As John Leo reports at Minding the Campus, Professor Anthony Esolen is under pressure. He’s accused of being “racist, xenophobic, sexist, homophobic, and religiously chauvinistic.” He says he’s just being truly Catholic and accuses his Catholic college of straying. As I finish up my book on the history of evangelical and fundamentalist higher education, the story brings a question to mind: Would this—could this—DOES this happen at evangelical colleges?
For those who are outside the orbit of Catholic higher education, let’s start with an inadequate primer: The Catholic Church and its schools include several different orders. Many Catholic colleges, including famous ones such as Georgetown, Boston College, and Marquette, are run by the Jesuits. Other big names, such as Catholic University and Notre Dame, are run directly by the Church. Esolen’s Providence College is Dominican. All of them are Catholic, but they have different bureaucracies and different ways of doing things.
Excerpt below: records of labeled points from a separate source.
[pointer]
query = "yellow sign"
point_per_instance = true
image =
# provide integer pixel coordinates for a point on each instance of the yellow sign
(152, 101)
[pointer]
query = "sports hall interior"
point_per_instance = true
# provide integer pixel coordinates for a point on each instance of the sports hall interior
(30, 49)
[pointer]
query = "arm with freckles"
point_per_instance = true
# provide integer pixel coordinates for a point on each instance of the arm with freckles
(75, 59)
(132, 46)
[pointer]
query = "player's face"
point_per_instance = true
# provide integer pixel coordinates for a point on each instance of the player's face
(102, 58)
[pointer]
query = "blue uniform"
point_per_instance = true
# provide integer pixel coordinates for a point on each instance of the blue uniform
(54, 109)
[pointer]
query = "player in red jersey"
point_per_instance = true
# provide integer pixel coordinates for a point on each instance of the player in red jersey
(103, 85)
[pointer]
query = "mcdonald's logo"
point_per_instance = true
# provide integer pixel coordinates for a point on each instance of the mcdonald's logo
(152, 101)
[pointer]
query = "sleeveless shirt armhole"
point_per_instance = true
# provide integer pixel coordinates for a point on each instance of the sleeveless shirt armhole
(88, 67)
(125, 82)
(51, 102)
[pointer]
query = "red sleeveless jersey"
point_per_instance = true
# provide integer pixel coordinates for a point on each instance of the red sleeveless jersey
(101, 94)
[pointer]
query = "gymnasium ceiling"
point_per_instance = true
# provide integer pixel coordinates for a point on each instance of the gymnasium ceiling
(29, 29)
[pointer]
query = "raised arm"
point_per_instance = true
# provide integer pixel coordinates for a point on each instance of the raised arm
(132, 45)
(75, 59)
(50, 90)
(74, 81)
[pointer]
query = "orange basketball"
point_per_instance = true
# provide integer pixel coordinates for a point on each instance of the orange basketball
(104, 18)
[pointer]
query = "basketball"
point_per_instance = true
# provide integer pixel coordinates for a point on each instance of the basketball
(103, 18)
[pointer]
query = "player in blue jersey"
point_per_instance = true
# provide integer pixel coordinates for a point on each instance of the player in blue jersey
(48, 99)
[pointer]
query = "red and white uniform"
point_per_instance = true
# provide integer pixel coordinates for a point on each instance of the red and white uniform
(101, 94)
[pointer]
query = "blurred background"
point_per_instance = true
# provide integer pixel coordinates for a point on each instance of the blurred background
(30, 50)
Why does it matter? Each order has its own history and its own theological, cultural, and educational traditions. Some tend to be more conservative; some more liberal. As a very loose and general rule, American Jesuits and Franciscans tend to be more liberal when it comes to some things. Dominicans, in my very limited experience, tend to be more conservative. But it varies enormously.
At his Dominican school, Anthony Esolen thinks that the Dominicans are not being nearly conservative enough. As he has complained,
The dirty not-so-secret is that the same people who for many years have loathed our Development of Western Civilization program — the focus of curricular hostility — also despise the Catholic Church and wish to render the Catholic identity of the college merely nominal.
In a lot of ways, it sounds like the perennial tensions at evangelical colleges. Since the early 1960s, market pressure among evangelical and fundamentalist colleges has been so great that any rumor of faculty heterodoxy at evangelical schools has been ferociously squelched by school administrators. In other words, in their life-or-death struggle to attract as many students as possible, administrators at evangelical colleges have worked hard to shut down any whiff of liberalism among their faculty. They have been terrified of alienating conservative parents and losing their tuition dollars.
And school-watchers know it. Conservative and fundamentalist critics—including trustees and celebrities—have scrutinized the goings-on at evangelical schools with a gimlet eye. In many cases, they have threatened to publicize the liberalism of evangelical schools, hoping to cow administrators into cracking down. Time and time again, evangelical administrators have taken drastic action to head off any accusation that they are no longer trustworthy.
It sounds as if Professor Esolen is working from a similar playbook. As he said on Facebook recently, “It is no longer clear to me that Providence College would qualify as ‘worth attending’.”
In the world of fundamentalist and evangelical higher education, these sorts of enrollment threats carry a great deal of weight. Young-earth creationist Ken Ham, for example, has been able to push schools to shore up their creationist credentials by wondering, in effect, if some evangelical schools are still worth attending.
But here’s where I’m puzzled. Have evangelical schools had to wrestle with professors who are too conservative? Too creationist? Too fundamentalist?
I can think of a few cases, but nothing seems perfectly analogous.
For example, take the story of Gordon Clark at Wheaton. Back in the 1930s, Clark had a sterling resume, with an Ivy League PhD. Wheaton College was happy to have him, for a while. Clark’s ferocious Calvinism, however, sat roughly with Wheaton’s interdenominational, big-tent-evangelical tradition. Clark pooh-poohed the emotional revivalism so popular among Wheaton’s students. In 1943, for instance, he dismissed a campus revival as mere “mass psychology,” not true salvation. And he disdained a popular evangelical method of Bible reading, the dispensational approach. So Clark didn’t last at Wheaton.
It’s sort of similar to Esolen’s case, but not exactly. Professor Clark never accused Wheaton of abandoning its evangelical tradition. Rather, Clark wanted evangelical students to be more rigorously conservative, more systematically Calvinist. But Clark never thought Wheaton had abandoned its Calvinist roots, because it hadn’t. Professor Clark understood that Wheaton shared the perennial problem of interdenominational evangelical schools everywhere: They wanted an impossibly generic orthodoxy.
On the campuses of evangelical colleges and universities, we mostly hear about professors who get in hot water for being too liberal, not too conservative. Most recently, for example, the case of Larycia Hawkins comes to mind. She was booted (yes, she was booted, no matter that she officially agreed to depart on her own) for wearing a hijab, bragging about it, and proclaiming that Muslims, Jews, and Christians all worshipped the same God.
For all you SAGLRROILYBYGTH out there who know the world of evangelical higher education better than I do….am I missing something? Are there other conservative professors who get in trouble for being more fundamentalist than their evangelical schools? Could Professor Esolen’s dilemma be repeated on an evangelical campus? HAS it been?